No te avergüences, merced a la brisa inspiradora que llega, tenés ahora unas líneas como estas escribiéndose en la página. Así, a flor de piel, el grito mudo que nadie va a oír. Y, sin embargo, querés alentar a todos a que cierren sus bocas, a que, por un solo instante, hagan huelga sus manos y su razón, e intenten nombrarlo todo nuevamente aunque más no sea para sí con la ligera dignidad de la infancia. Como si Adán se hubiera transformado en un dragón devorado por Eva o Eva se hubiera podido dejar seducir por un planeta pecaminoso y sin culpa, que baila alegre en vez de aferrarse al reglamento. O hagamos silencio (tan solo) como si el universo nos acechara, sin género ni raza, con promesas de utilería que desafíen el lema de una igualdad no realizada.

Ay de la onomatopeya que golpea y empuja por salir hecha bronca, si se pudiera evitar el desastre, la espina profunda, el dolor del hambre, la acumulación humana de sufrientes que ni siquiera alcanza a ser masa. Pero (insisto), ¿a quiénes interesa librar estas batallas?
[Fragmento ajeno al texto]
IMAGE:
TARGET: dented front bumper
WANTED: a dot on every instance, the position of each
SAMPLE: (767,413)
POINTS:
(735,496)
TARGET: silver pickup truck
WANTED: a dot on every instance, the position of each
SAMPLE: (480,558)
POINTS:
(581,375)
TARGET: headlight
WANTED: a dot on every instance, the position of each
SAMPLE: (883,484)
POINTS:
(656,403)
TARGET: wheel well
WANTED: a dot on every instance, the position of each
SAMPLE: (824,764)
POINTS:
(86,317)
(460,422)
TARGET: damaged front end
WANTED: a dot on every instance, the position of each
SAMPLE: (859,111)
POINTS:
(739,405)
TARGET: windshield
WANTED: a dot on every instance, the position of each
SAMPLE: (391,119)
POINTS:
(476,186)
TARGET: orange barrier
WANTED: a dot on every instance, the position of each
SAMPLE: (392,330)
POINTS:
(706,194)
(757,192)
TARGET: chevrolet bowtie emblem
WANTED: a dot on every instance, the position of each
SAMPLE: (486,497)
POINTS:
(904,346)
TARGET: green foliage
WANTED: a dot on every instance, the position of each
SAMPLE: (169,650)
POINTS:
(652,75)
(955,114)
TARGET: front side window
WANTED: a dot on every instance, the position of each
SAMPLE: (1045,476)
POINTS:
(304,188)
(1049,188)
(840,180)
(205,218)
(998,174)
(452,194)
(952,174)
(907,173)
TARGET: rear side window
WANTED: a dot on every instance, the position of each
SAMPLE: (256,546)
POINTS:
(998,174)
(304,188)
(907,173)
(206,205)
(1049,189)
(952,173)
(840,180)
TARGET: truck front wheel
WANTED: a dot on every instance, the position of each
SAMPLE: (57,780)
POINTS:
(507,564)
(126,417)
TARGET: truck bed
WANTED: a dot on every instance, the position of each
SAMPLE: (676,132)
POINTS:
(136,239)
Habida cuenta, en fin, darling, de mucho escarnio y frustración de resultado, no queda sino aconsejar a los que permanezcan en su obsesión escritural, con fantasma de escritor o sin él y como vos lo habrías sugerido, que continúen obstinados en poner sus nombres, acaso aun repitiendo aquellos que están desde antaño definidos en el cánon.

Total, sepamos al fin que siempre ha de anochecer bajo el brillo líquido de alguna estrella extraviada, que los antílopes hacen también su esfuerzo y que, pese a aquello tan mortal, el alba va a despuntar. Temprano.